WASHINGTON — The captain of an airliner that ran off a runway in Denver during a strong crosswind could have prevented the accident if he had used the plane’s rudder to correct its direction, federal safety investigators said Tuesday.
The captain had a lot of flying experience and a good safety record, but he had probably never attempted a takeoff in crosswinds as strong as he faced the evening of Dec. 20, 2008, investigators told the National Transportation Safety Safety Board. Nor had he been trained for gusts that high, they said.
The Continental Airlines Boeing 737 with 110 passengers and five crew members was in the midst of a takeoff roll at Denver International Airport when it suddenly veered left off a runway, rumbled across a frozen field, broke into pieces and burned. No one was killed, but six people were seriously injured and dozens more were treated for minor injuries.
Just before the plane left the runway there was a gust of 52 mph that, hitting the plane’s tail, caused it to “weathervane” — turn until its nose was pointed into the wind, investigators said.
The pilot had twice applied the plane’s right rudder during the first 12 seconds of the takeoff roll to correct its direction back to the right. But when a gust caused the plane to swing violently to the left, he reached instead for the tiller — which turns the nose wheel and was of no use under the circumstances — instead of reapplying the rudder to turn the plane back to the right, investigators said.
The board was meeting to determine the cause of the accident and make safety recommendations.
The air traffic controller who cleared the plane for takeoff told pilots there was a crosswind of 31 mph, which was the reading on one of two wind sensors nearest the runway.

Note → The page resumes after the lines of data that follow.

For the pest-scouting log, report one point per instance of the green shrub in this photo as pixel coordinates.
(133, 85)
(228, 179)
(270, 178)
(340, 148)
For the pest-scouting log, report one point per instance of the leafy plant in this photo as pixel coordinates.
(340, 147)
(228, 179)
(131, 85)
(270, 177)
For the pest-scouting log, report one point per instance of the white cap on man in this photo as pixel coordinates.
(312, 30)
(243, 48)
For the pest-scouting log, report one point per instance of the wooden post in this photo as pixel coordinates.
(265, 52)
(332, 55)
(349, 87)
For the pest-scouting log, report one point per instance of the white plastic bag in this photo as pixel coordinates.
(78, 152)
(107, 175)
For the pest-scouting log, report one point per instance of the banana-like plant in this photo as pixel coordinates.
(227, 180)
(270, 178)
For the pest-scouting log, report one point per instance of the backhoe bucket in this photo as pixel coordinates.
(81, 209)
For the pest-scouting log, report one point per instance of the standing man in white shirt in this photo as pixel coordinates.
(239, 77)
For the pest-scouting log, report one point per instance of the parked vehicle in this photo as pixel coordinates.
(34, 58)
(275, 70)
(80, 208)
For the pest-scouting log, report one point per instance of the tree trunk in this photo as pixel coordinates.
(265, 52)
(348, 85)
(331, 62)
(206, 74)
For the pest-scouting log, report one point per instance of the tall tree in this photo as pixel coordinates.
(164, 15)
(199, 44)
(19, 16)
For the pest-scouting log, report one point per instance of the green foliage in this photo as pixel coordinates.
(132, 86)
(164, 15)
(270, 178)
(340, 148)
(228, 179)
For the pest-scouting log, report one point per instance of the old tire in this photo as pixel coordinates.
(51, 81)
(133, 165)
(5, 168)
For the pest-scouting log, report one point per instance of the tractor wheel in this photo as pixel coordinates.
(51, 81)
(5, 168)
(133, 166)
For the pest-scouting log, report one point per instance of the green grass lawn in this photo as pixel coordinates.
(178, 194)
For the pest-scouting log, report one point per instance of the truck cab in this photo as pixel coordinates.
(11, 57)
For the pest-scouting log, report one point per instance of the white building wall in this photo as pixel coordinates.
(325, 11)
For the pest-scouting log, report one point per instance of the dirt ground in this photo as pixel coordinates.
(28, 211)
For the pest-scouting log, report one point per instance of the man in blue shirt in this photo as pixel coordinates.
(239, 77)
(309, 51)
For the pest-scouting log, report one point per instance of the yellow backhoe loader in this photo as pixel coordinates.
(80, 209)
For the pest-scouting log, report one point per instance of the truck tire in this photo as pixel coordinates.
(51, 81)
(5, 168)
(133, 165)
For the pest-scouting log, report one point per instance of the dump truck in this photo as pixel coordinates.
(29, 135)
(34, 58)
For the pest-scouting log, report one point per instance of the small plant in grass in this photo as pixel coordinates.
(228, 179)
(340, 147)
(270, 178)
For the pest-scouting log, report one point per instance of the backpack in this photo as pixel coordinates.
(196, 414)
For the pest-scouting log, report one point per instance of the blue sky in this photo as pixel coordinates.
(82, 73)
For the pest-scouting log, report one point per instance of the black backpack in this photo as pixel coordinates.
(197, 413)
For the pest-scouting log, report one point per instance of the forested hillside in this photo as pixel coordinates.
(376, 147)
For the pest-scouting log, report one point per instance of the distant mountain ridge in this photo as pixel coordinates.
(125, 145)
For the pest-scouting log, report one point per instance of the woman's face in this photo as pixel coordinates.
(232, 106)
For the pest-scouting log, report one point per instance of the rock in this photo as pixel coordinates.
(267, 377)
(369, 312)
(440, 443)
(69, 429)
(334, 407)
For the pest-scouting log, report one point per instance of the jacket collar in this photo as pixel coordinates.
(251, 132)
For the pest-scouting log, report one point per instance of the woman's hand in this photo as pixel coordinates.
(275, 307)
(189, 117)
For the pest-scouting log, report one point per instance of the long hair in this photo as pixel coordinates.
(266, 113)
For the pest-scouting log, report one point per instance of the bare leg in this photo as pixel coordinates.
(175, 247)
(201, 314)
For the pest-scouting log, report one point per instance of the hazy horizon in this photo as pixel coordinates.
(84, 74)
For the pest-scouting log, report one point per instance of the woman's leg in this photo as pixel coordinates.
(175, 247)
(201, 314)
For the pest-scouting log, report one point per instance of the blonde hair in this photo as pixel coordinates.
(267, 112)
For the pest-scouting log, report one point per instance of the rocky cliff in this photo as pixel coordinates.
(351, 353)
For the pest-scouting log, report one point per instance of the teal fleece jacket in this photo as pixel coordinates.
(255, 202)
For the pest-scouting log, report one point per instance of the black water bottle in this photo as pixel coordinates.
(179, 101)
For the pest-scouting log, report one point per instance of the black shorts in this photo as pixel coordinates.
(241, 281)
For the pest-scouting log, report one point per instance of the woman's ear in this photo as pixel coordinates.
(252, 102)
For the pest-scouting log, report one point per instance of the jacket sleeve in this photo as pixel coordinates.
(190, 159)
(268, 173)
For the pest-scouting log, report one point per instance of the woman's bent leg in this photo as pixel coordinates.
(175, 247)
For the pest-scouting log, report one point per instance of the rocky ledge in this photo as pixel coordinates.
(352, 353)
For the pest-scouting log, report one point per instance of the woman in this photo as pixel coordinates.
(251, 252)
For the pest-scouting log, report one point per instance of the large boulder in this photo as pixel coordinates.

However, the controller didn’t mention that the other wind sensor was recording gusts of as much as 46 mph.
Controllers should have warned the flight’s pilots about the gusts and changed the takeoff pattern at the airport to account for the wind, Continental said in written comments to the board.
The Air Line Pilots Association, which represented the flight’s captain during the investigation, also faulted controllers for not giving pilots the highest wind reading. But the union blamed the airport for not having enough wind sensors to adequately detect the gusty conditions encountered by the flight.
Continental’s guidance to pilots flying 737s was not to take off in crosswinds greater than 38 mph.
“Had the crew known of the actual current wind conditions as displayed on sensor No. 2, which exceeded Continental’s … guideline, they would have waited until wind conditions improved or requested a different runway,” the airline said.
However, the National Air Traffic Controllers Association said the Denver controllers followed instructions by using the wind reading from the sensor that was closest to the departure end of the runway, which is where the plane leaves the ground and begins to climb. The union also said there isn’t clear guidance from the Federal Aviation Administration on when controllers should change the direction of takeoffs and landings to account for strong winds.